Abstract

Summary

The R package BioPred offers a suite of tools for subgroup and biomarker analysis in precision medicine. Leveraging Extreme Gradient Boosting (XGBoost) along with propensity score weighting and A-learning methods, BioPred facilitates the optimization of individualized treatment rules to streamline subgroup identification. BioPred also enables the identification of predictive biomarkers and obtaining their importance rankings. Moreover, the package provides graphical plots tailored for biomarker analysis. This tool enables clinical researchers seeking to enhance their understanding of biomarkers and patient population in drug development.

Availability and implementation

The package is available at CRAN and https://github.com/deeplearner0731/BioPred.

1 Introduction

Biomarkers are important tools for precision medicine in clinical trials development. Prognostic biomarkers provide an insights into patient disease outcomes, while predictive biomarkers predict treatment effects (Sechidis et al. 2018). Utilizing prognostic and predictive biomarkers, many subgroup identification methods are developed to explore patient populations heterogeneities in terms of disease progression and treatment response. For example, high PD-L1 IHC expression in patients with advanced non-small cell lung cancer is associated with improved efficacy of pembrolizumab (Garon et al. 2015), and BRCA1/2 mutations are instrumental in identifying patients likely to respond to PARP inhibitors (Ledermann et al. 2012). Numerous packages dedicated to subgroup analyses and predictive biomarker identification in clinical trials are available within the R statistical software environment. Notable examples include the MMMS (Li et al. 2014), GUIDE (Loh et al. 2015), ROWSi (Xu et al. 2015), subgroup (Schou and Marschner 2015), quint (Dusseldorp et al. 2016), SubgrpID (Huang et al. 2017), sparsereg (Ratkovic and Tingley 2017), TSDT (Battioui et al. 2018), FindIt (Egami et al. 2018), model4you (Seibold et al. 2019), SIDES (Riviere 2021), credsubs (Schnell et al. 2020), rlearner (Nie and Wager 2021), and CAPITAL (Cai et al. 2022).

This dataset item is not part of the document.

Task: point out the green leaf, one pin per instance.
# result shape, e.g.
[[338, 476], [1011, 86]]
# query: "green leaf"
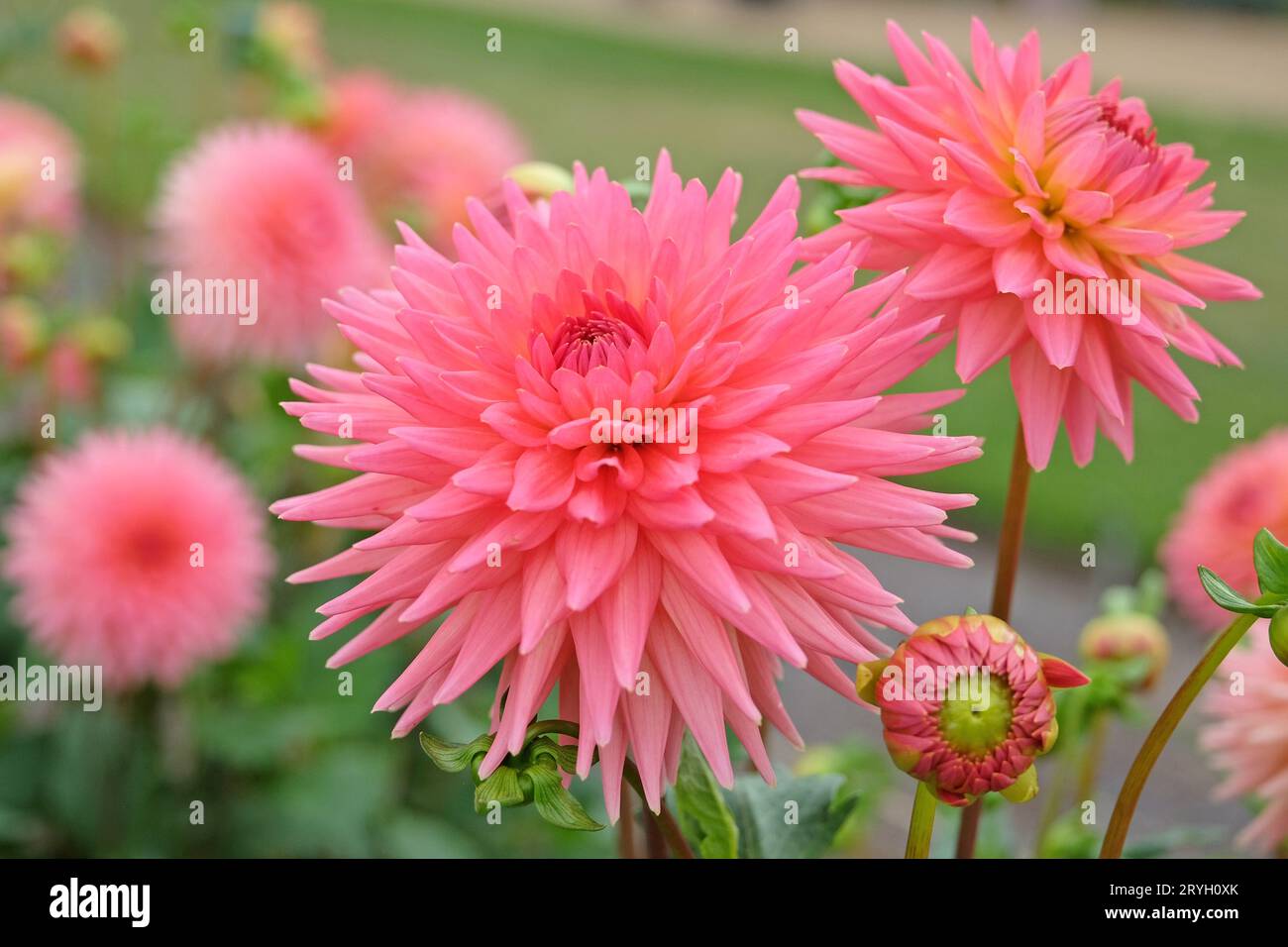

In addition to the aforementioned packages, recent studies has demonstrated that a wide range of established statistical methodologies for subgroup identification fall under modified loss framework (Chen et al. 2017). Within this framework, the personalized R package have designed for optimal individualized treatment rule (ITR) estimation (Huling and Yu 2021). However, this package currently lacks integration with Extreme Gradient Boosting (XGBoost) within the modified loss function framework. Given XGBoost's widespread adoption in data mining communities, and its successful applications in biomedical domains, including prognostic biomarker identification (Li et al. 2022), there is a critical need for an R package specifically tailored to leverage XGBoost for the identification of subgroup and predictive biomarkers.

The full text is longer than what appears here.